More details about the development and implementation of WEFSiM can be found in a technical paper by the authors [11]. The paper also presents the development of the database and the model calibration process. The model calibration was conducted using the historical data of water withdrawal, energy production and consumption, and food production and consumption. Overall, the error between the reported data and model results was less than 6.0%, indicating acceptable model performance [11]. The application of WEFSiM resulted in a successful simulation of resource supply, resource demand, and reliability indices in two study areas (Korea and Indonesia) that differ in resource availability and economic environment. Several plausible future scenarios were developed and simulated as a case study to predict future resource conditions, given scenarios for future natural variations (e.g., climate changes) and societal variations (e.g., population fluctuations).

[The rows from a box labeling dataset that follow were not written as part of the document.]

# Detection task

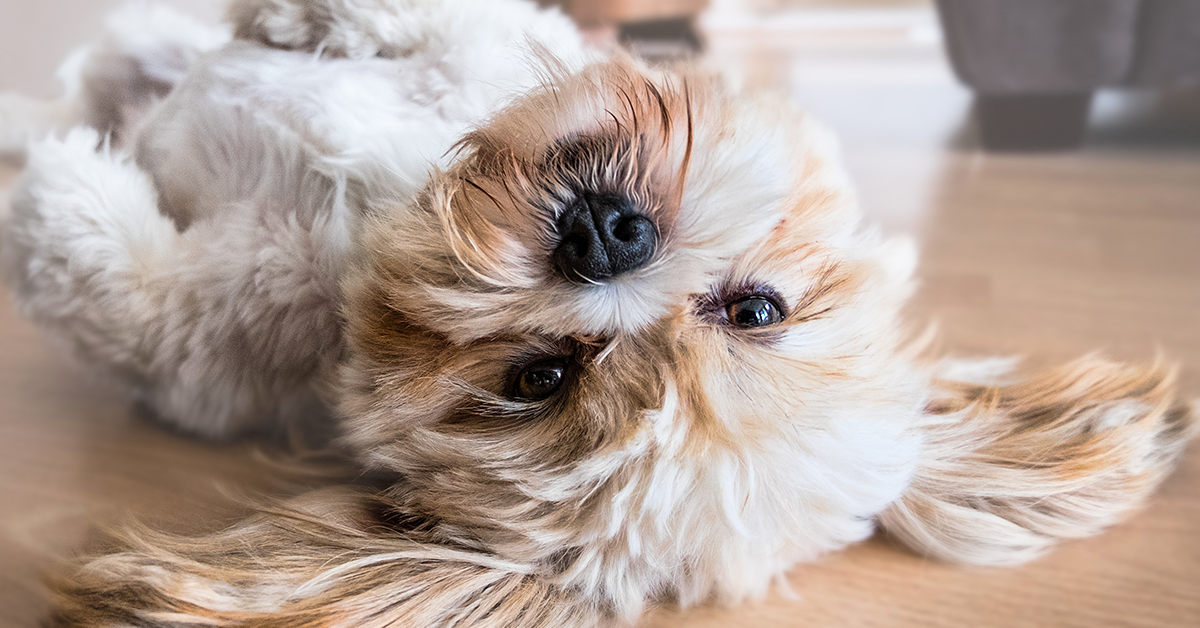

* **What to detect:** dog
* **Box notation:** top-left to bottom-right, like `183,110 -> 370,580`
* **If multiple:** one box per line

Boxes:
0,0 -> 1196,628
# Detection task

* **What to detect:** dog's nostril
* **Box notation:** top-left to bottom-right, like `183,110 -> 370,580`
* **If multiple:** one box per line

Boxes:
553,195 -> 659,281
612,214 -> 654,243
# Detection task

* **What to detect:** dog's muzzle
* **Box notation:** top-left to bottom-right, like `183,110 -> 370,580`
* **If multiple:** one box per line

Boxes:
553,192 -> 659,282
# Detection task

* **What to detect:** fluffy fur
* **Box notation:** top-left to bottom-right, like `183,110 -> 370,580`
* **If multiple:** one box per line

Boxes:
2,0 -> 1195,628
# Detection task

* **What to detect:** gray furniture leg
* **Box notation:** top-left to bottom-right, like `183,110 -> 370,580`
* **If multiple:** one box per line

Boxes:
974,91 -> 1092,151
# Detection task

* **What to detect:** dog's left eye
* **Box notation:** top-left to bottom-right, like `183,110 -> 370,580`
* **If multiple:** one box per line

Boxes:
725,294 -> 784,328
512,358 -> 566,401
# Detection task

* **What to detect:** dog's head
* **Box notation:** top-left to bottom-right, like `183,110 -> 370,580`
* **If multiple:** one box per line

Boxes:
343,59 -> 922,607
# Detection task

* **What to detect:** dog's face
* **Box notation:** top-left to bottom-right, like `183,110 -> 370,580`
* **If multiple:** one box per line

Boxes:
343,60 -> 924,609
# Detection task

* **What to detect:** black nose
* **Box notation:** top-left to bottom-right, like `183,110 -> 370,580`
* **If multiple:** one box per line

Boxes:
554,193 -> 659,281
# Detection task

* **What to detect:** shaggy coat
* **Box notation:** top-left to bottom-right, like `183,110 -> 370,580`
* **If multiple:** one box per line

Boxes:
2,0 -> 1195,628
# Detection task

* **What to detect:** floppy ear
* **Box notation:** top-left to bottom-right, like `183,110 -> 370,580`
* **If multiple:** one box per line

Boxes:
880,358 -> 1198,564
49,486 -> 605,628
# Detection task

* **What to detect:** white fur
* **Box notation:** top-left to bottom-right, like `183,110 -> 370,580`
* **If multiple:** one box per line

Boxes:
0,0 -> 587,436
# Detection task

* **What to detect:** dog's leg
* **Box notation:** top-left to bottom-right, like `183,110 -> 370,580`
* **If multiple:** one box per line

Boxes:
0,4 -> 229,165
72,4 -> 229,139
228,0 -> 581,60
52,486 -> 604,628
0,127 -> 350,436
880,358 -> 1198,564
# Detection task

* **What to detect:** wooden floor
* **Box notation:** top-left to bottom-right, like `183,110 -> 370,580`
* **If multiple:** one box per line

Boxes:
0,2 -> 1200,628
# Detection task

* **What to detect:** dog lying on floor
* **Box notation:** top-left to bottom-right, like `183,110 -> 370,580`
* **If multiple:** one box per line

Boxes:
0,0 -> 1196,628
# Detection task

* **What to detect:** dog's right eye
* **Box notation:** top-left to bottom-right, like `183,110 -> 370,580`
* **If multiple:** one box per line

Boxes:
512,358 -> 566,401
725,294 -> 784,328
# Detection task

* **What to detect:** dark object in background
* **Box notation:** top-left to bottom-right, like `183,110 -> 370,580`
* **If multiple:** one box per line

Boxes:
538,0 -> 709,60
937,0 -> 1200,150
974,91 -> 1092,150
617,16 -> 704,55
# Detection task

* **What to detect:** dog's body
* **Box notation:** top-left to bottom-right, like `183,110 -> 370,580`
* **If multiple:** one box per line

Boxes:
2,0 -> 1194,627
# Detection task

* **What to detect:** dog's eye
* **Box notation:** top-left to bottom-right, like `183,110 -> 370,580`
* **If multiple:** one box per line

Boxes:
512,358 -> 566,401
725,294 -> 784,328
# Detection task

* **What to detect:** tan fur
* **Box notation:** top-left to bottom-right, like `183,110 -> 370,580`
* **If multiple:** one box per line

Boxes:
880,358 -> 1198,564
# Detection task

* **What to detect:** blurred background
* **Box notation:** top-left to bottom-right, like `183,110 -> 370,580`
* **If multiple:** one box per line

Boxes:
0,0 -> 1200,628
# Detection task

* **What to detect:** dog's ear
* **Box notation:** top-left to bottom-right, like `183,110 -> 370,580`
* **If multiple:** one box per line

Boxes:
48,486 -> 605,628
880,358 -> 1198,564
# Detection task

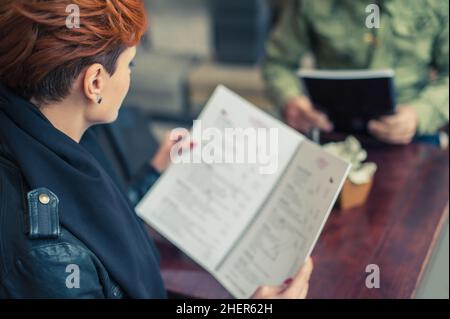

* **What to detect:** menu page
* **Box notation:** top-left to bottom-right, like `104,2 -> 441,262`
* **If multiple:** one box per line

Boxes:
214,140 -> 350,298
136,87 -> 304,272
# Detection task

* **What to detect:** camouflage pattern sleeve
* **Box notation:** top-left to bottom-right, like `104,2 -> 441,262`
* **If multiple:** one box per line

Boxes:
262,0 -> 310,109
409,1 -> 449,134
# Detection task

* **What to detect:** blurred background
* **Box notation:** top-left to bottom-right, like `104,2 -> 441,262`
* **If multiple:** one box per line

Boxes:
116,0 -> 449,298
124,0 -> 284,136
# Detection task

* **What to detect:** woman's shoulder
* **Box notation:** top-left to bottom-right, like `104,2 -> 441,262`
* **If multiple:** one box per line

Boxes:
0,150 -> 123,298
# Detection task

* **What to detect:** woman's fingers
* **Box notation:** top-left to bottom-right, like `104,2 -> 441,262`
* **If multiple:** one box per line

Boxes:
283,258 -> 314,299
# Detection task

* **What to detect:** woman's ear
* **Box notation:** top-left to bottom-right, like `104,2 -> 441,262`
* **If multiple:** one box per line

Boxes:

3. Optimization Module for WEFSiM (WEFSiM-Opt)

3.1. Optimization Algorithm

Optimization is a technique to find optimal solutions by adjusting decision variables to minimize or maximize the objective function(s) [13]. A conventional approach to finding the optimal solution of the objective function is to use trial-and-error, based on manually altering the decision values. In practice, the optimization process involves many decision variables and complicated calculation steps. Thus, a computer model is helpful in performing the steps, as long as the variables and functions can be adequately expressed in computer code.

For decades, a number of optimization approaches were developed to solve engineering problems. Among evolutionary search algorithms, the genetic algorithm (GA) is widely utilized in research and practice. The GA adopts evolutionary theory in which the stronger species survive, while the weaker ones are eliminated by natural selection, which creates stronger offspring in succeeding generations [14]. In general, GA begins with determining the initial parents either by random selection or using a pre-defined initial population. Then, the parents are scored to determine which are best to generate offspring. The offspring are generated by one of the following methods: elitism (based on the best score), crossover (combining two parents), and mutation (randomly mutating the parent). The elitism method ensures that the good offspring survive through the generations, the crossover method leads a population to converge to the optimal solution, and the mutation method introduces diversity to avoid being caught in a local optimum.

In the early stages of development, GA was only able to find an optimal value for a single fitness function. This type of GA is known as a single-objective genetic algorithm (SOGA). Later, Schaffer [15] introduced a new approach that found optimal solutions for multi-objective problems using a vector-evaluated genetic algorithm (VEGA); however, this method was only capable of finding the extreme solutions of each objective function. Since then, a series of multi-objective optimization algorithms were developed, including a multi-objective genetic algorithm (MOGA).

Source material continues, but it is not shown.